Tammy Ogston
- Full name: Tammy Nicole Ogston
- Born: July 26, 1970 (age 55) Brisbane, Queensland, Australia
- Other occupation: Administrator

Domestic
- Years: League / Role
- 1993–2008: Football Brisbane / Referee
- 1993–2008: Football Queensland / Referee

International
- Years: League / Role
- 1997–2008: FIFA listed / Referee

= Tammy Ogston =

Australian soccer referee

Tammy Ogston (born 26 July 1970) is a former Australian football referee from Brisbane, Queensland.

Ogston began playing football at age 14 before moving into officiating in 1993, aged 23, on recognising that there were not enough officials in her area to cover Women's football games. She qualified as a full referee in the Football Brisbane leagues before moving up to Football Queensland.

She was on the FIFA list of international referees between 1997 and 2008, officiating in a number of tournaments around the world including the 2000 Olympic football tournament in Sydney.

Ogston appeared at the 1999 FIFA Women's World Cup and then refereed four matches in the 2003 FIFA Women's World Cup in the US, including the third place decider match between the USA and Canada. She then participated in the 2006 FIFA U-20 Women's World Championship in Russia.
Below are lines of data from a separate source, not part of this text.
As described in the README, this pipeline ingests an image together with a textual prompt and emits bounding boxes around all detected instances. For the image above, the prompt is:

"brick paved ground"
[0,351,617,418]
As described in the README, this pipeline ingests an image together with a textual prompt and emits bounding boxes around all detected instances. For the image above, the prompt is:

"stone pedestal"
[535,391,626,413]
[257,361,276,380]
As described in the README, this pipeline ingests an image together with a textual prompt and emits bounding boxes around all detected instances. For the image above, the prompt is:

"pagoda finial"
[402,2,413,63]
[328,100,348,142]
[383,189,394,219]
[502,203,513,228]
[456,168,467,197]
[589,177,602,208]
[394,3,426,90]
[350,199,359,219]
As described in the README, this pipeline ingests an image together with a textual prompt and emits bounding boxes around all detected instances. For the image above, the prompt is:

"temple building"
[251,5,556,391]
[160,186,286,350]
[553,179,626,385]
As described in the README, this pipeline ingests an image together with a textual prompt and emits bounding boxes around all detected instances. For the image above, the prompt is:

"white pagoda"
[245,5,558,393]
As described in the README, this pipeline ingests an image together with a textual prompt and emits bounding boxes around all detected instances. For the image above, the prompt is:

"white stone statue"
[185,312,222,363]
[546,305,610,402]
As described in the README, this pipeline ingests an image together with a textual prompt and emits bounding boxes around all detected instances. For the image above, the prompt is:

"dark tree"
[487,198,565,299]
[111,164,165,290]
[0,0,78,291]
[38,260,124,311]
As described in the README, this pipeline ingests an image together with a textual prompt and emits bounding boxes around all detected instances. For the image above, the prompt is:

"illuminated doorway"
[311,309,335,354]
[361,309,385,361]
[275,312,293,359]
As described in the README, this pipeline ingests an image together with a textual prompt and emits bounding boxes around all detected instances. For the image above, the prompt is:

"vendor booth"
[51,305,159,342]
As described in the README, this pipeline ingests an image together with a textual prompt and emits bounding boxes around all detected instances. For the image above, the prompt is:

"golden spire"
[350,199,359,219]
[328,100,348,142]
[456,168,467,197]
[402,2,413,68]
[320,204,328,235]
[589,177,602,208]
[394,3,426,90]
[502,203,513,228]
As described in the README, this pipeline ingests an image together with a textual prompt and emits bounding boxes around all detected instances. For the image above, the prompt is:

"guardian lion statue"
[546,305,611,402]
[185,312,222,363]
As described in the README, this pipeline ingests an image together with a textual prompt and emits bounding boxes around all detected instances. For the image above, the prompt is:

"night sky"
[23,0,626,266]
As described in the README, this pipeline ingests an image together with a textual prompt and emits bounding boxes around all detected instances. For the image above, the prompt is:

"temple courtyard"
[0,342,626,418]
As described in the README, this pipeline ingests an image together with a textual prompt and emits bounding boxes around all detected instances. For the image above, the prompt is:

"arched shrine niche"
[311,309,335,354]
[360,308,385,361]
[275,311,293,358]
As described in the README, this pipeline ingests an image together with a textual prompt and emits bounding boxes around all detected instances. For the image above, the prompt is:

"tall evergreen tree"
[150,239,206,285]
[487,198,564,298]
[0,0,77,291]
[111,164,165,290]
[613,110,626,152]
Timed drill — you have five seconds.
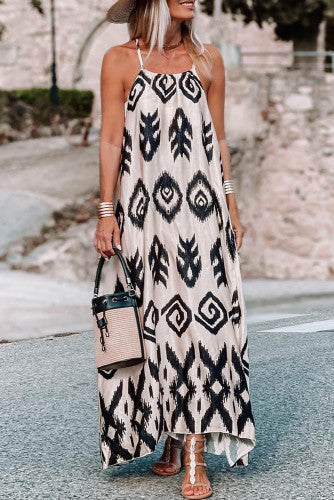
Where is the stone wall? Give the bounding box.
[226,72,334,279]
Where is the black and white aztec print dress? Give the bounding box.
[97,39,255,469]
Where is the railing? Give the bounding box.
[241,50,334,73]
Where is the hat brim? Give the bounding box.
[107,0,136,23]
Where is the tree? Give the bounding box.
[200,0,334,57]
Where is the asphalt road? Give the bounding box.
[0,297,334,500]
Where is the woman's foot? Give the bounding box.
[152,436,183,476]
[182,434,212,499]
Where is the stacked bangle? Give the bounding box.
[97,201,114,219]
[224,179,235,194]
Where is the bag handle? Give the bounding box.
[94,247,135,298]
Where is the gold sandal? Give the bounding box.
[152,436,184,476]
[182,436,212,500]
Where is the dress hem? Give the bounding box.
[101,430,256,470]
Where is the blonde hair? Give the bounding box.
[128,0,212,80]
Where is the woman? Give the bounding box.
[94,0,255,499]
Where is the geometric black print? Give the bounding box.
[214,193,224,231]
[161,294,192,337]
[168,108,193,160]
[232,345,254,434]
[240,337,249,377]
[152,74,176,103]
[144,300,159,343]
[115,200,124,238]
[128,365,156,457]
[152,172,182,222]
[166,342,196,433]
[202,120,213,162]
[228,289,241,325]
[199,342,232,432]
[210,237,227,287]
[139,109,161,161]
[99,380,131,465]
[176,235,202,287]
[127,71,151,111]
[219,153,224,184]
[120,128,132,177]
[187,170,216,222]
[126,248,144,306]
[128,178,150,229]
[148,234,169,288]
[225,218,237,261]
[195,292,228,335]
[179,72,203,102]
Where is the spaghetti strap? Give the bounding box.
[135,38,144,69]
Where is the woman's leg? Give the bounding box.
[182,434,212,498]
[153,436,183,476]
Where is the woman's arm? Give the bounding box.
[94,47,124,258]
[206,44,245,249]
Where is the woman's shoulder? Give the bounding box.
[103,40,134,66]
[203,43,223,63]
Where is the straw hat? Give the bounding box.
[107,0,136,23]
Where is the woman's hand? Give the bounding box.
[94,215,121,259]
[227,199,246,250]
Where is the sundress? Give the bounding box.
[97,39,255,469]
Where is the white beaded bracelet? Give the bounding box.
[97,201,114,219]
[224,179,235,194]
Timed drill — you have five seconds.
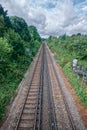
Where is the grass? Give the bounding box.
[48,42,87,107]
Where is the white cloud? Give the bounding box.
[1,0,87,37]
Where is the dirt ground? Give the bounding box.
[57,64,87,127]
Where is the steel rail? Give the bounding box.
[45,45,58,130]
[35,44,44,130]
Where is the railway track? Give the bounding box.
[15,45,43,130]
[5,44,85,130]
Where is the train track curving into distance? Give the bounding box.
[14,43,85,130]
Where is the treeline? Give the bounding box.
[0,5,41,119]
[46,33,87,107]
[48,33,87,61]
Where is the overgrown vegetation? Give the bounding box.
[47,34,87,107]
[0,5,41,120]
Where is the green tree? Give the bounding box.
[5,29,25,61]
[10,16,31,42]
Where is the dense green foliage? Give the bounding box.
[47,34,87,106]
[0,5,41,119]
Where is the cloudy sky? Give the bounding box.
[0,0,87,37]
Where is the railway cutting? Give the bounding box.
[1,43,86,130]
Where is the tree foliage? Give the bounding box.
[0,5,41,119]
[10,16,30,41]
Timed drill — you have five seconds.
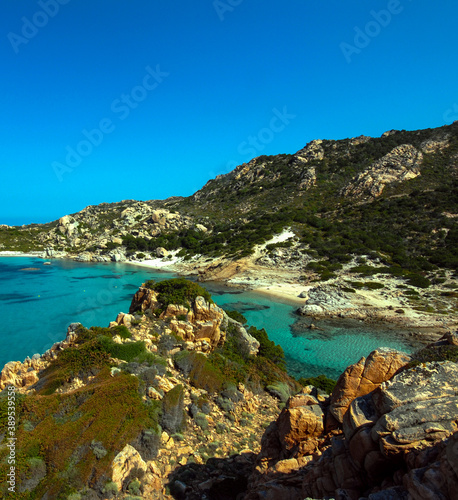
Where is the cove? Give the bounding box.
[0,257,418,378]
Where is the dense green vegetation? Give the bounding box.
[145,278,213,309]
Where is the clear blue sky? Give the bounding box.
[0,0,458,224]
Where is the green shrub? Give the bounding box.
[97,336,147,362]
[127,479,142,495]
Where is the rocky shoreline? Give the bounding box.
[0,248,458,343]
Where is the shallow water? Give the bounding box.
[0,257,422,378]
Chosen as one of the referees for the 2007 FIFA Women's World Cup in China, Ogston again refereed four matches including the tournament opener and the final, becoming the first referee in the world to officiate at both of those games in one World Cup competition. She is also the first Australian, male or female, to referee a World Cup Final.

In 2008 she became Australia's first female FIFA Futuro Instructor, involved in development of International, National and local referees; in 2011 Ogston retired from all forms of football.

In 2016, Ogston was admitted to the FFA Football Federation Australia Hall of Fame.